Reducing the environmental impact of food products logistics systems
This thesis addresses how to reduce two types of environmental impact generated in logistics systems: transport’s impact on climate and food waste. In mitigating both these types of environmental impact, actors in food supply chains (FSC)—producers, wholesalers, and retailers—play important roles, for both causes of environmental impacts and improvement actions to moderate them emerge within their logistics systems. Therefore, the purpose of this research is to explore how actors in FSCs can reduce the environmental impact of their logistics systems in terms of both transport’s impact on climate and food waste.
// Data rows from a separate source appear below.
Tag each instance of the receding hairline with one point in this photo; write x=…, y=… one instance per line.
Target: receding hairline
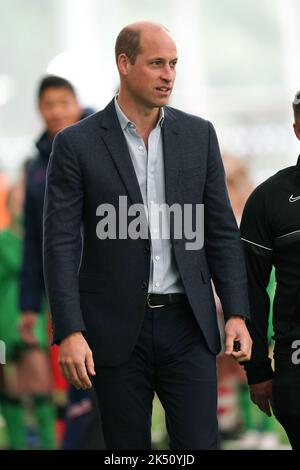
x=129, y=38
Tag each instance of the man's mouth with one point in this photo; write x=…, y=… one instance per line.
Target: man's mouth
x=163, y=89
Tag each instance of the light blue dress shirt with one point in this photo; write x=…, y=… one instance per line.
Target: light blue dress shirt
x=149, y=169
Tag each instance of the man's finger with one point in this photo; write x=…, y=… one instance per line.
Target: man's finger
x=70, y=373
x=229, y=344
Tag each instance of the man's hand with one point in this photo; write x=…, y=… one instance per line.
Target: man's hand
x=76, y=360
x=26, y=327
x=261, y=395
x=236, y=332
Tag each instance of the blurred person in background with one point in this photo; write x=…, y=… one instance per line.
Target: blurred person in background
x=17, y=379
x=236, y=412
x=4, y=216
x=270, y=230
x=59, y=108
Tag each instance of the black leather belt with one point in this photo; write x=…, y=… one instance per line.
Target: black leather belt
x=161, y=300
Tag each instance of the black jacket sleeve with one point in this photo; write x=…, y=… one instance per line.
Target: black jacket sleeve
x=62, y=223
x=256, y=231
x=31, y=281
x=222, y=238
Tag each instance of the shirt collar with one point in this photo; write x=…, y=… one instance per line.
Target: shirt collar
x=125, y=122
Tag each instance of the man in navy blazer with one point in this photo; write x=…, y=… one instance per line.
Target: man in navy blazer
x=138, y=315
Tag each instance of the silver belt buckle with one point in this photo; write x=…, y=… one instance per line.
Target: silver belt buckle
x=152, y=306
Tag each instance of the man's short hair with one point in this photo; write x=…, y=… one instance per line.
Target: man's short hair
x=53, y=81
x=296, y=106
x=128, y=42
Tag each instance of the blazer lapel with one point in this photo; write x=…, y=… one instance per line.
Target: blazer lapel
x=172, y=153
x=115, y=142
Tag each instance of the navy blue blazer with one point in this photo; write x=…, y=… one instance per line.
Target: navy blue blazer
x=106, y=297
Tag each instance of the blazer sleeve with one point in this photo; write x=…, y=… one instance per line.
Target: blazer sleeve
x=62, y=223
x=222, y=237
x=31, y=279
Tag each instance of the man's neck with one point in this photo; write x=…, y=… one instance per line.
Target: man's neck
x=144, y=118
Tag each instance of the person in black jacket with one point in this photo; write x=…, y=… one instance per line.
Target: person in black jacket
x=270, y=231
x=59, y=108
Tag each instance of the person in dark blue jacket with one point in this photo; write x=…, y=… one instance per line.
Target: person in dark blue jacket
x=59, y=108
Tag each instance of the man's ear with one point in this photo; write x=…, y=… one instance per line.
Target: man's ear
x=123, y=64
x=296, y=126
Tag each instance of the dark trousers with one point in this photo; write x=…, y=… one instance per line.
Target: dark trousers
x=286, y=394
x=170, y=358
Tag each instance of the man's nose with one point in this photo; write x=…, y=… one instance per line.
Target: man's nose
x=167, y=73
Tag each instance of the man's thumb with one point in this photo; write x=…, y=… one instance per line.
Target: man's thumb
x=229, y=345
x=90, y=363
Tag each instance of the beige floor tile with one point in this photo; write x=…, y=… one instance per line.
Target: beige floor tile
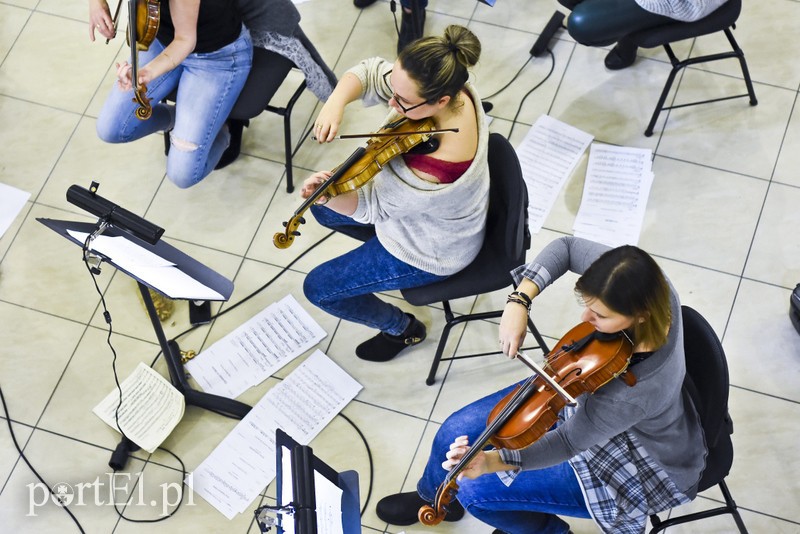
x=775, y=255
x=44, y=57
x=23, y=507
x=29, y=157
x=13, y=21
x=709, y=212
x=760, y=325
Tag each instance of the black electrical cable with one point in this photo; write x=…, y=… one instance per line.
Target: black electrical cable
x=25, y=459
x=535, y=87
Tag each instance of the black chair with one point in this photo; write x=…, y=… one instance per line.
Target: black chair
x=722, y=19
x=707, y=384
x=507, y=239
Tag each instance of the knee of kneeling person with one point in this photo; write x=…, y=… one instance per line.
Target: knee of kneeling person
x=180, y=171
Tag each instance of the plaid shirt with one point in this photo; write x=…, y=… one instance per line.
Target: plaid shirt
x=621, y=483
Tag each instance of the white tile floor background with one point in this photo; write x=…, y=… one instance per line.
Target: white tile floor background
x=722, y=220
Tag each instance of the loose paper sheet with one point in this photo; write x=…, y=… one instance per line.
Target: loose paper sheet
x=618, y=181
x=12, y=200
x=251, y=353
x=548, y=154
x=150, y=268
x=151, y=408
x=244, y=463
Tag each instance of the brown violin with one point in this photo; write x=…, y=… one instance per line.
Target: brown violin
x=144, y=17
x=389, y=142
x=583, y=361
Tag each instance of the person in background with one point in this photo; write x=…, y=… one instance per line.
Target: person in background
x=203, y=49
x=604, y=22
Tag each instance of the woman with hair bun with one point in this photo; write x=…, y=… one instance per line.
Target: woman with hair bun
x=422, y=218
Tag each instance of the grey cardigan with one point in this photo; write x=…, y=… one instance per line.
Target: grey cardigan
x=654, y=410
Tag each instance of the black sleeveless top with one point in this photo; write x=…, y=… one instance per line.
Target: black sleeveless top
x=218, y=24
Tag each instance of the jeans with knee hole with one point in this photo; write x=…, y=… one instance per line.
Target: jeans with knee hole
x=529, y=505
x=208, y=85
x=345, y=286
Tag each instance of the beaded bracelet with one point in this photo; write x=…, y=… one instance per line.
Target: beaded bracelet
x=523, y=296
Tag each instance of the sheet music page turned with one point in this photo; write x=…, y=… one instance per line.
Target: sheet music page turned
x=151, y=408
x=618, y=181
x=548, y=154
x=302, y=405
x=251, y=353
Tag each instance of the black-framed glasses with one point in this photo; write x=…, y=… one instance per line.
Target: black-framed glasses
x=397, y=97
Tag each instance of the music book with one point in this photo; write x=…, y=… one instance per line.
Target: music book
x=151, y=408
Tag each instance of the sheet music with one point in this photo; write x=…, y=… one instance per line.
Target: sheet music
x=244, y=463
x=151, y=408
x=618, y=181
x=254, y=351
x=12, y=200
x=548, y=154
x=148, y=267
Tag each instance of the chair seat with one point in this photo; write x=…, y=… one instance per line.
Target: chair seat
x=723, y=17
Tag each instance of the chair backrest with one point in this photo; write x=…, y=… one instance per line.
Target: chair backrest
x=708, y=384
x=507, y=235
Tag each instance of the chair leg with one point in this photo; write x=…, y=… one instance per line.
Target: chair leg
x=663, y=98
x=448, y=315
x=743, y=63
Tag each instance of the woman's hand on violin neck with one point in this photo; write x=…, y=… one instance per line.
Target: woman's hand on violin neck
x=513, y=327
x=100, y=19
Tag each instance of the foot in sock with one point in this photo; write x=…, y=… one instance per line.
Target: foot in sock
x=402, y=509
x=384, y=347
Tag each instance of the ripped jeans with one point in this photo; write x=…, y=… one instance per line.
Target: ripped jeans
x=208, y=85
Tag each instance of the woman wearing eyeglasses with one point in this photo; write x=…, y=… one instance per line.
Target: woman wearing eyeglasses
x=422, y=218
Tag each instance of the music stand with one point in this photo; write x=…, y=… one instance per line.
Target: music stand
x=304, y=465
x=190, y=267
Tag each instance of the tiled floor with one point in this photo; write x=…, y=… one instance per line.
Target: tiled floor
x=722, y=220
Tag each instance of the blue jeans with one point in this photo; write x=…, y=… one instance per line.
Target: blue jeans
x=345, y=286
x=528, y=505
x=208, y=85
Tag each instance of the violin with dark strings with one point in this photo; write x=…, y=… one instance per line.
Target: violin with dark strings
x=583, y=361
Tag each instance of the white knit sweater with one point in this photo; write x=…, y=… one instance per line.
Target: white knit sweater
x=685, y=10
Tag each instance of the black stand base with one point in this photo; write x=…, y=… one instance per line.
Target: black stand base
x=172, y=355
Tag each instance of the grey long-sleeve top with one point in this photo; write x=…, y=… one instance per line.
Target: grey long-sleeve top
x=654, y=411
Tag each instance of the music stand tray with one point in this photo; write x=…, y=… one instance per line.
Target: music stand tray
x=304, y=465
x=187, y=265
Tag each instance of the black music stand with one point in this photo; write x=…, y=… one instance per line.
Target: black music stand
x=304, y=466
x=190, y=267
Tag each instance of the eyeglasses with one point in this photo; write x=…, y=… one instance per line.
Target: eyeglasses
x=397, y=97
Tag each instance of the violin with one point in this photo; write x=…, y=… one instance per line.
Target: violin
x=390, y=141
x=583, y=361
x=144, y=17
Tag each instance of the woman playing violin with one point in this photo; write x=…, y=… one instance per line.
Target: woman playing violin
x=204, y=51
x=422, y=217
x=622, y=453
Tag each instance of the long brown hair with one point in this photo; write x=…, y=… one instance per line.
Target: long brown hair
x=440, y=65
x=630, y=282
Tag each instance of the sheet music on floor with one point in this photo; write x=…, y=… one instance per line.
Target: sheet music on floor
x=548, y=154
x=244, y=463
x=618, y=181
x=251, y=353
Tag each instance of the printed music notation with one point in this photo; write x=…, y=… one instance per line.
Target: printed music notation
x=618, y=181
x=251, y=353
x=548, y=154
x=243, y=464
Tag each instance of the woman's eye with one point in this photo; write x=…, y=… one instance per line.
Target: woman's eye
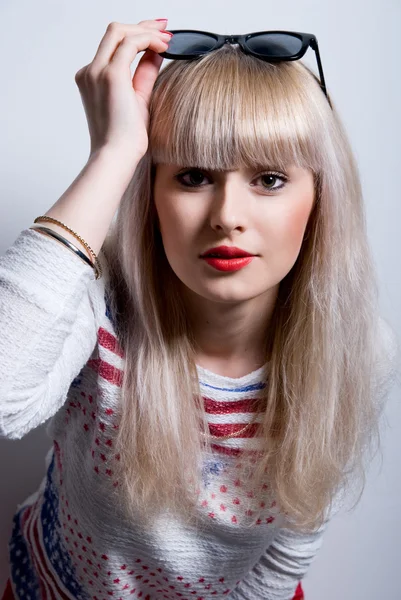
x=275, y=177
x=194, y=177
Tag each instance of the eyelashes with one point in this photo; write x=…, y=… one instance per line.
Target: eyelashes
x=195, y=173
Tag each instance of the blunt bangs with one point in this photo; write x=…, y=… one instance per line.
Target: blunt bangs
x=235, y=110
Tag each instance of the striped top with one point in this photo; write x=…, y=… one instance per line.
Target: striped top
x=61, y=363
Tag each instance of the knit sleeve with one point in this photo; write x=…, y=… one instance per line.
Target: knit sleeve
x=48, y=329
x=285, y=562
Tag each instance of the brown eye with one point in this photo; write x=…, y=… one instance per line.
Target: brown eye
x=270, y=178
x=194, y=178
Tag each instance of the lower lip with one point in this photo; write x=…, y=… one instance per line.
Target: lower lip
x=228, y=264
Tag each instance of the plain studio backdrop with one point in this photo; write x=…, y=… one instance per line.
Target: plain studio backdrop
x=44, y=143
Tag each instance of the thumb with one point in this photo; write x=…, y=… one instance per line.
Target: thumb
x=146, y=74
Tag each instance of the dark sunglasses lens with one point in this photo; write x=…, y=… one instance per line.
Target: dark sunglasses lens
x=275, y=44
x=191, y=43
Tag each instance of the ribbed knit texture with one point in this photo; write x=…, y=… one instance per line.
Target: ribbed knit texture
x=60, y=358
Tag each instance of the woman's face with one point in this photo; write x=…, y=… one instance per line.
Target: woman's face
x=261, y=211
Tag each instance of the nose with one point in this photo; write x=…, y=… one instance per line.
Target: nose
x=231, y=39
x=228, y=211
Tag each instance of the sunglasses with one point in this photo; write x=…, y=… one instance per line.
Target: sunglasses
x=270, y=46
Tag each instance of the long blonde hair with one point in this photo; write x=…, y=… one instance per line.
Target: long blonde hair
x=322, y=401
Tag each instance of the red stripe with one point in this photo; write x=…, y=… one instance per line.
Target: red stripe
x=245, y=405
x=109, y=341
x=231, y=428
x=112, y=374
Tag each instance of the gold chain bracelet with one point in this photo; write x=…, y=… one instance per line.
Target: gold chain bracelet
x=45, y=218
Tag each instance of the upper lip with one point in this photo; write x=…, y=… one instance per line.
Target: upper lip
x=227, y=251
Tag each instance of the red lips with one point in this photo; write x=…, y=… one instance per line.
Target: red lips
x=226, y=252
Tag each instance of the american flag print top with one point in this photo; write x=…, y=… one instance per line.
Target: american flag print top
x=69, y=540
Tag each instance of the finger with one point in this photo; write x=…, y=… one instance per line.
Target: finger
x=132, y=44
x=146, y=73
x=115, y=33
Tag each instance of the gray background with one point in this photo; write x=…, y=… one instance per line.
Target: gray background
x=44, y=143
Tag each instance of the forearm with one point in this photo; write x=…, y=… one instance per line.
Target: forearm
x=89, y=204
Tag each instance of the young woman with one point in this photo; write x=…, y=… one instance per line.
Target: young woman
x=209, y=413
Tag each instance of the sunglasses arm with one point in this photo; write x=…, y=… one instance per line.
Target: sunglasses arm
x=315, y=47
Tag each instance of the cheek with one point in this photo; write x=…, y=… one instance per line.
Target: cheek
x=289, y=230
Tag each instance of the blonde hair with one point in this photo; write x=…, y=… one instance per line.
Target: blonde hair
x=321, y=408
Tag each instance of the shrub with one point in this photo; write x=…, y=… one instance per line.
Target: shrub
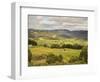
x=55, y=46
x=67, y=46
x=32, y=42
x=29, y=56
x=53, y=59
x=45, y=45
x=60, y=58
x=84, y=54
x=73, y=59
x=77, y=46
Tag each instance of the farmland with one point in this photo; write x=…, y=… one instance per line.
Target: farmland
x=52, y=49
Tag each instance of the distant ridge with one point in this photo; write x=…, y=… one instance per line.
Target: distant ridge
x=83, y=34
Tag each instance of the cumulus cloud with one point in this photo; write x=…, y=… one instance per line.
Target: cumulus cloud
x=58, y=22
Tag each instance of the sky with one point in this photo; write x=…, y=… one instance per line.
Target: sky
x=57, y=22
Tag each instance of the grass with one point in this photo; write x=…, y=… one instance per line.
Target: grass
x=40, y=52
x=66, y=53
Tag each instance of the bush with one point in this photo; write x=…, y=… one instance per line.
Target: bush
x=84, y=54
x=77, y=46
x=67, y=46
x=32, y=42
x=53, y=59
x=73, y=59
x=29, y=56
x=45, y=45
x=55, y=46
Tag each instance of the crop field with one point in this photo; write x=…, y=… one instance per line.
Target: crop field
x=56, y=52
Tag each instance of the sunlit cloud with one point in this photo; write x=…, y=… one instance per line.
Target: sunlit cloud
x=57, y=22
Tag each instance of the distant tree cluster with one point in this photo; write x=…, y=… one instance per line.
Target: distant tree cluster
x=32, y=42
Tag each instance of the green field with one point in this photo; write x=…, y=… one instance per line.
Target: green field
x=52, y=52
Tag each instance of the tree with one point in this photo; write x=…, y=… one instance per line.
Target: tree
x=84, y=54
x=32, y=42
x=29, y=56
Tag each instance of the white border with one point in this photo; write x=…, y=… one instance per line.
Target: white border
x=19, y=68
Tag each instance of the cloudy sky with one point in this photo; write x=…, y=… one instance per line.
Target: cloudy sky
x=57, y=22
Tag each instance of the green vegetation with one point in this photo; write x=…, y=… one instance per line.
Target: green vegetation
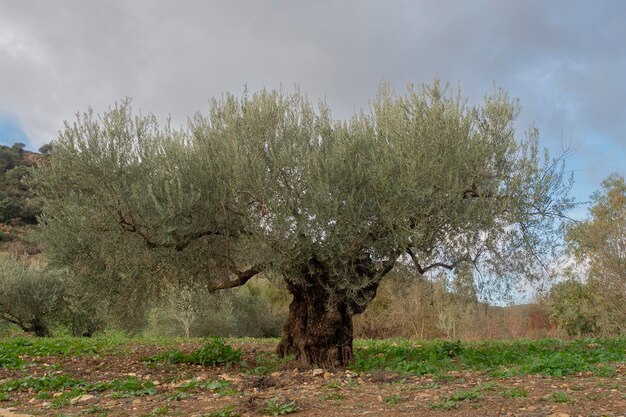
x=557, y=397
x=515, y=392
x=228, y=411
x=592, y=301
x=260, y=185
x=278, y=408
x=551, y=357
x=214, y=352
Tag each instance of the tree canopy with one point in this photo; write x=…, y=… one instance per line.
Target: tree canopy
x=270, y=181
x=599, y=245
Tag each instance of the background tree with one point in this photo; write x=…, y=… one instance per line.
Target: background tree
x=271, y=182
x=573, y=306
x=599, y=245
x=31, y=296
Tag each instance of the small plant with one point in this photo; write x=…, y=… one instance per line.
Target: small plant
x=515, y=392
x=444, y=404
x=160, y=411
x=333, y=396
x=470, y=395
x=276, y=408
x=97, y=411
x=214, y=352
x=334, y=384
x=228, y=411
x=177, y=396
x=66, y=398
x=130, y=387
x=428, y=385
x=557, y=397
x=449, y=349
x=392, y=400
x=266, y=363
x=604, y=371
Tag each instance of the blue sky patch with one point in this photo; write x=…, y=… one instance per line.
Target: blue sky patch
x=11, y=131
The research focuses on two aspects of FSCs that can affect those impacts and hinder the implementation of improvement actions to reduce them: FSC characteristics (e.g., shelf life and temperature regime), which create conditions for food logistics systems, and performance variables (e.g., requirements regarding lead times and flexibility), which can conflict with actors’ capacity to reduce environmental impacts in their logistics systems.
The thesis is a compilation of five studies: (1) a review of how food logistics literature has addressed food products and actors in FSCs in logistics research; (2) a study of primary and industrial producers that identifies FSC characteristics that can be used to describe logistics systems; (3) a study of a wholesaler’s logistics system that proposes a framework for reducing transport’s impact on climate in light of flow characteristics including FSC characteristics; (4) a study of an industrial producer’s logistics system that proposes another framework, namely one for comparing improvement actions that can reduce transport’s impact on climate; and (5) a study of industrial producers, wholesalers, and retailers that identifies improvement actions that can reduce the amount of food waste. Empirical data collection for the thesis was performed with case studies.
The results highlight eight FSC characteristics, regarding both supply chain flow and products, which can be used to describe actors’ food products logistics systems. The results further clarify how those FSC characteristics and logistics performance variables influence the two types of environmental impact. To explain how actors in FSCs can reduce transport’s impact on climate, two frameworks are developed: one for evaluating shipments’ potential to lower transport’s impact on climate, and the other for selecting improvement actions that can efficiently mitigate that impact. By extension, the thesis next identifies, describes, and analyses nine improvement actions to reduce food waste. Lastly, the thesis compares the two types of environmental impact, first in terms of how the FSC characteristics influence them, and second how they can be reduced by different improvement actions.
The thesis contributes to the fields of green logistics and food logistics by explaining how FSC characteristics influence both types of environmental impact, as well as by analysing and comparing improvement actions in food logistics systems. Its contributions to management include frameworks that can help actors in FSCs to identify, evaluate, and create suitable conditions for improvement actions in their logistics systems.